The Taxation of Foreign Investment Funds: A Comparative Review of Selected Aspects of the Rules of Germany and New Zealand

For any country, working out the most appropriate method of taxing its residents’ interests in foreign investment funds poses difficult challenges of regime design. Unlike some problems of tax design, the optimum structure of a foreign investment fund regime is likely to vary with the size of the economy of the country in question.This article compares selected features of the foreign investment fund regimes of Germany and New Zealand, respectively a relatively large economy and a relatively small economy. It addresses the taxation of tax residents investing in investment funds based in foreign countries. In this context, the taxation of (or, more precisely, the calculation of the income of) foreign investment funds themselves is relevant, because countries’ foreign investment fund regimes typically tax their resident investors on an accrual basis. The article outlines the foreign investment fund regimes of New Zealand and Germany. It describes calculation methods for determining income derived from a foreign investment fund and identifies problems in the context of the purchase and sale of shares.

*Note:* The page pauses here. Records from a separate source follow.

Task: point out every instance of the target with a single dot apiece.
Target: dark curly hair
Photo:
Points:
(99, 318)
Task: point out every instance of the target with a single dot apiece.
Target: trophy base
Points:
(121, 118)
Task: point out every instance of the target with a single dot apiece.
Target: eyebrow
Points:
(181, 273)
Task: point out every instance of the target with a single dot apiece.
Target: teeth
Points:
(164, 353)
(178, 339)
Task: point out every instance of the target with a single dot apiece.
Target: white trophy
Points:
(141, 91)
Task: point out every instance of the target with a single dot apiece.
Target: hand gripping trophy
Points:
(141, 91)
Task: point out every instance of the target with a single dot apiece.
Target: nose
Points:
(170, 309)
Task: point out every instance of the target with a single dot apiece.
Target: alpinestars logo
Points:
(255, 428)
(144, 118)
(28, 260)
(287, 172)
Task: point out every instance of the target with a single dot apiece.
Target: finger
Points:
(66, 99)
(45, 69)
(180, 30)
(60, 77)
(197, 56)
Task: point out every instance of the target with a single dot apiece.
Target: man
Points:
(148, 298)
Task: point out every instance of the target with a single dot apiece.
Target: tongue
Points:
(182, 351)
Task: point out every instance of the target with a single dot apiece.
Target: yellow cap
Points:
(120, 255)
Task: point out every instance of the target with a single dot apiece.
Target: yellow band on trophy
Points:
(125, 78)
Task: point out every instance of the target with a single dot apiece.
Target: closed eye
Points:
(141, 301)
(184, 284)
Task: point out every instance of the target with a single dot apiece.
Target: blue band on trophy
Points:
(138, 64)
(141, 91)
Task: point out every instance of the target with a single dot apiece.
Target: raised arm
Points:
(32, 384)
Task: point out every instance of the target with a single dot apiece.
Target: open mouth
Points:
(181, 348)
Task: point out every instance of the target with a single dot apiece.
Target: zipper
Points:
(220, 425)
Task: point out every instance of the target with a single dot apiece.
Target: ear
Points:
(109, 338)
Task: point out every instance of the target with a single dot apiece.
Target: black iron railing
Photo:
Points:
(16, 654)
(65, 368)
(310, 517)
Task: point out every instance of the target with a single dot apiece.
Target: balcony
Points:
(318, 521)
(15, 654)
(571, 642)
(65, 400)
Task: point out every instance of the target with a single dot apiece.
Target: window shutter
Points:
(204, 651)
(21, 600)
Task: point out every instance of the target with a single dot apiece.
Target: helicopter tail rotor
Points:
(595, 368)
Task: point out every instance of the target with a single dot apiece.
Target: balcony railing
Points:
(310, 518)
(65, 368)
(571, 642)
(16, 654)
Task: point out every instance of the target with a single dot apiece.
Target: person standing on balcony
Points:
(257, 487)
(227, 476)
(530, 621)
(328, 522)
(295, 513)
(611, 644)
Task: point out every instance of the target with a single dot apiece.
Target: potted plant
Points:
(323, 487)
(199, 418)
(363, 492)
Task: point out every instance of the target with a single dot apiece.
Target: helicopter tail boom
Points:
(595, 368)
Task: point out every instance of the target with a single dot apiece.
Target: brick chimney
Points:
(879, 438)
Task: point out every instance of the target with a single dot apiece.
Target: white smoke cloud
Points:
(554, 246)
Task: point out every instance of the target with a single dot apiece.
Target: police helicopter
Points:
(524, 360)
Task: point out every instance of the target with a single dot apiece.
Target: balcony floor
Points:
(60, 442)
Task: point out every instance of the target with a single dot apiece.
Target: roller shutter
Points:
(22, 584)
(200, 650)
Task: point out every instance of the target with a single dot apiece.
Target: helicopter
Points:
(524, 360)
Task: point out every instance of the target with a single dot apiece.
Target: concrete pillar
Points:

Finally, the paper deals with the establishment of a flat capital gains tax for individuals (Abgeltungssteuer) in Germany and examines the possibility of adopting similar rules in New Zealand. The structure of comparison is parallel, not serial. That is, the article does not deal with the regimes of the two countries seriatim, but in parallel, moving from one feature or concept to another and comparing the manner in which Germany and New Zealand address the issues that arise.